長生花園で最後の植え込み作業

地域の話題

[ 2019年 10月 30日 水曜日 16時29分 ]

 飯田市中村の県道時又中村線沿いに数百メートルにわたって整備された花壇「長生花園」で27日、地元住民と旭ケ丘中生計約90人が花の植え込み作業を行った。花壇を管理する運営委員会(渡辺博会長)は本年度末の解散を決めており、これが最後の植栽。参加者らは色とりどりの花を植えるとともに、解散の要因となった地元自治会が抱える問題について考えた。

 委員会は上中村と中平の自治会メンバーでつくる。2005年に「信州ふるさとの道ふれあい事業(アダプトシステム)」を県と締結し、当時の老人クラブの活動を引き継ぐ形で花壇の維持管理を行ってきた。

 発足から15年が経過して運営委員の高齢化が進み、委員を出す自治会の入会者が減少、脱退者が増加していることから、大規模な花壇の維持管理は難しいと判断。来年3月末をもって解散する。

 花壇は花が枯れる来年6月ごろまで管理し、土地を所有する県に返却。今後の活用方法は未定という。

 この日の作業は、地域の未来を担う子どもたちに、各地の自治会が抱える「自治会離れ」の問題を知ってもらおうと企画。地元旭ケ丘中でボランティアを募ったところ、3年生を中心に55人が参加した。

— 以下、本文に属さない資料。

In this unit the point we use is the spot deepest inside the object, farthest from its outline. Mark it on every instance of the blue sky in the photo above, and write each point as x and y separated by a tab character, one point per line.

 今回植えたのは、花壇の向かいに位置するアジア電子工業から提供された黄色、オレンジ、白のパンジー計3600株。生徒たちは住民から指導を受けながら作業を進めた。

 冬場に根が凍らないようやや深めに掘った穴に肥料を入れ、1つ1つ丁寧に花を植えていった。

 旭中3年の女子生徒(15)は「近くを通った時にきれいだなと思って見てたのでなくなるのは残念」と話し、真剣な表情で取り組んでいた。

 作業の合間には、委員が、進む自治会離れの現状を伝えた。自治会への加入を断られたり、高齢を理由に脱退する人が増え、伊賀良地区全体の加入率が6割を切っていることを知った男子生徒の一人(同)は「参加者に負担を掛けないような活動を考えていく必要があるのでは」と話した。

 ボランティアを企画した上中村と中平の両自治会役員は「これだけ生徒さんが参加してくれたことは大変心強く、地域の未来も明るい」と感謝。中平の長谷川宏司組合長は「自治会離れなどさまざまな問題も、将来子どもたちの力で解決することができるのでは」と期待を寄せた。

 参加者には後日、飯田建設事務所からボランティア活動証明書が贈られる。